Koraichi’s creative explorations have extended across an impressive array of media, which include ceramics, textiles, bronze, wood and paintings on silk, paper or canvas and much more. Over his long career, Koraïchi has been influenced by a fascination with signs, symbols and scripts drawn from a variety of languages and cultures, which he integrates to create his mixed media installations. These large-scale projects employ an array of diverse elements that are commonly executed in widely divergent places, sometimes in collaboration with practitioners of ancient, traditional crafts or, again, employing the most sophisticated of modern technological advances.

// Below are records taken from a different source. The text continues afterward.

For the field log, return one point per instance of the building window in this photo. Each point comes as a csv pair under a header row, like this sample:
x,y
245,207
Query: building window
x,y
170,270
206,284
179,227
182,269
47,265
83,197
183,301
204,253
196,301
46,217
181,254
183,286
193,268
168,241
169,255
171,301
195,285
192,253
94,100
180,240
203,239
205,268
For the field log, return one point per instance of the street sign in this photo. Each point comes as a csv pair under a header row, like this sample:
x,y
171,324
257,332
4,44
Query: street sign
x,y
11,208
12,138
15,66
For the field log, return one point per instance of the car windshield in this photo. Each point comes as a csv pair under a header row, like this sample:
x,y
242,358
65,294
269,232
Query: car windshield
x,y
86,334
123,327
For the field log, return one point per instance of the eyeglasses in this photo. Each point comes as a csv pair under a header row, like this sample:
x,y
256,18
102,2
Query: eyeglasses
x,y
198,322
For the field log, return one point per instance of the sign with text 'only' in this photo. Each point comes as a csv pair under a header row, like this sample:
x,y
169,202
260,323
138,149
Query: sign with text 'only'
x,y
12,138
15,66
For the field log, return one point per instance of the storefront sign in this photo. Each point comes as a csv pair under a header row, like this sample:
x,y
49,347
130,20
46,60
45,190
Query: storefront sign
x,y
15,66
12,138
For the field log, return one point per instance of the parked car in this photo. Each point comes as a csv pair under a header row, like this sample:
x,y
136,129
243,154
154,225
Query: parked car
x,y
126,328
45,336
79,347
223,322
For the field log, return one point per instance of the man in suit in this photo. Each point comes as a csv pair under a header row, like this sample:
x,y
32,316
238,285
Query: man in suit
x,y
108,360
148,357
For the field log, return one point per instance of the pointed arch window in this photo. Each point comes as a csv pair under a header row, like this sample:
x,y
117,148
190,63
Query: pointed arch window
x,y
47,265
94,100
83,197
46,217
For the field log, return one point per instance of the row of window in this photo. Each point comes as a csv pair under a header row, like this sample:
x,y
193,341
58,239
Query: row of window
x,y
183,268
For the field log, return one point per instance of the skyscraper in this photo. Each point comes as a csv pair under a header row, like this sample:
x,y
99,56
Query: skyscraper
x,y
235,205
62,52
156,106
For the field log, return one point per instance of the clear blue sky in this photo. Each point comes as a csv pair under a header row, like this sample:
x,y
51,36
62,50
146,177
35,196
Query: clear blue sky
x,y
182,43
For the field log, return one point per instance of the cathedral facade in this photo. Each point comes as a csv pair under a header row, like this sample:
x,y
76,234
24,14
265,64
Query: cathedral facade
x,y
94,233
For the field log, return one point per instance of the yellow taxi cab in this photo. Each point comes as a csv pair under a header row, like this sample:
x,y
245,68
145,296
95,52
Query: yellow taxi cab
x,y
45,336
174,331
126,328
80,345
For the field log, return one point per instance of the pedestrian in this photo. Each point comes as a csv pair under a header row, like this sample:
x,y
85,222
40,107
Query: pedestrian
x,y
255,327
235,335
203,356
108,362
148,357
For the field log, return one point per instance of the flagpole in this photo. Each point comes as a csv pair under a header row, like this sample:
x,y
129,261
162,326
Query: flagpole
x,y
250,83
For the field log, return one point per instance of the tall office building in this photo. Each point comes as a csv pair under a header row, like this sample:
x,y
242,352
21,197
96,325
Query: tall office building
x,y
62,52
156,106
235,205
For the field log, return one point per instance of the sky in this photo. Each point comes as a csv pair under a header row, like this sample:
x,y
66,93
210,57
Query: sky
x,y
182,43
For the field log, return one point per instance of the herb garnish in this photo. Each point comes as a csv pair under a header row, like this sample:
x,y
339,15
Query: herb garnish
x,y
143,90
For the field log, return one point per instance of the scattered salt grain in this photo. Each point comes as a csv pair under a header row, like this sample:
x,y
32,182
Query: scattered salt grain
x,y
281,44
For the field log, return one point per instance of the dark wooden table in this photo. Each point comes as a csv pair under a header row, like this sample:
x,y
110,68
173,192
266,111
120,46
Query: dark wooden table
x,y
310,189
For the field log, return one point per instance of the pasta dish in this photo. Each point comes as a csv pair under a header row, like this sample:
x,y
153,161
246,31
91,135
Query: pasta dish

Tears that Taste of the Sea is the name of an exhibition of Koraichi’s new work at the October Gallery in London that finished in June. He worked on this during this past year of the global pandemic, when Koraichi found himself isolated in ‘lockdown’ in Barcelona, Spain. It includes seven blue and white ceramic vases from the Lachrymatoires Bleues series, three sets of seven paintings from the Handkerchiefs of Hope series. They are related by their emphasis on the innumerable tears shed mourning the loss of loved ones, for reasons of displacement, migration and disaster, or the harrowing effects of the present pandemic and the unending wars in Iraq, Syria, Libya and Yemen today and the endless streams of refugees fleeing their homes in search of a new life in the West.
Born in 1947 in Ain Beida in Algeria, Koraichi is known for making works on memory and durable development. In 2005, he developed the Jardin d’Orient at Château Royal d’Amboise (where Leonardo da Vinci is buried), in France’s Loire Valley, in homage to Emir Abdelkader, Algeria’s 19th-century nationalist leader who was once imprisoned in the château.
Koraichi lives between Tunisia and France.